The fact that a six-game World Series set the average viewership low is especially rough, given that ratings tend to get better as a series goes on. The Dodgers fanbase is also sizable enough that you have to wonder just how bad things could have been had a team in a smaller market won the NL.

Why were the World Series ratings so bad?

CORRECTS TO MOOKIE BETTS, INSTEAD OF AUSTIN BARNES - Los Angeles Dodgers' Mookie Betts scores past Tampa Bay Rays catcher Mike Zunino during the sixth inning in Game 6 of the baseball World Series on Tuesday, Oct. 27, 2020, in Arlington, Texas. (AP Photo/David J. Phillip)
MLB isn't the only league feeling the ratings hurt. (AP Photo/David J. Phillip)

We’ve discussed this question before, but it’s worth repeating: There is no single reason for this year’s low national television ratings, and baseball is not alone in seeing fewer viewers tune in.

You can blame pandemic sports fatigue (the NBA and NHL playoffs both ended less than a month before the World Series), you can blame baseball’s aging audience, you can blame a lack of national stars, you can blame the dominance of streaming/social media, you can blame the modern homer- and strikeout-happy aesthetics of the game, you can blame multiple cheating scandals involving World Series winners, you can blame the shrinking numbers of broadcast television in general.
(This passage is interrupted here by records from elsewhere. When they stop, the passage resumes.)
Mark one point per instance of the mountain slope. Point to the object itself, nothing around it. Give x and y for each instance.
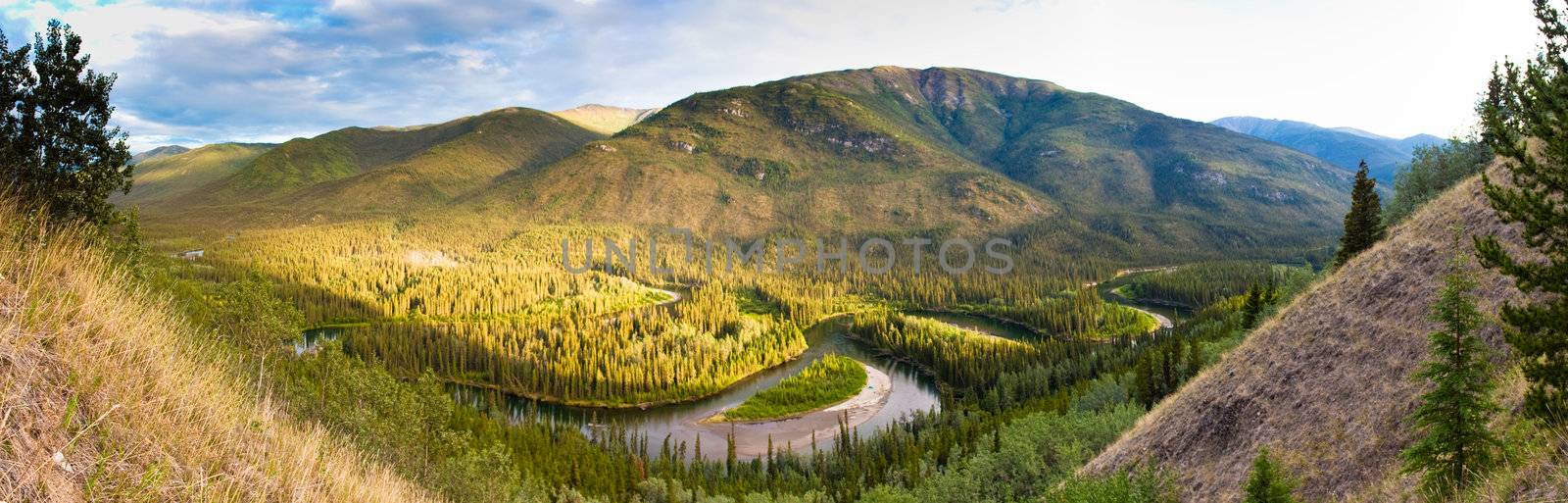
(375, 171)
(1324, 384)
(909, 149)
(161, 178)
(1343, 146)
(110, 397)
(606, 120)
(157, 152)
You just have to remember the reason is never only something like “baseball is dying” or “the NBA got too political.”

Odds are MLB wished it had better national ratings; if MLB commissioner Rob Manfred could wave a magic wand and gets Super Bowl numbers for every game, he would. However, national television ratings are just one measure of a sport’s health, especially in a sport that is being increasingly identified as a regional product, with casual fans valuing their own team over following national stars.

If MLB were really facing a ratings crisis, the New York Mets wouldn’t be in the process of being sold at a valuation of $2.4 billion despite a pandemic that is hammering the league’s revenue. MLB’s owners are going to be just fine.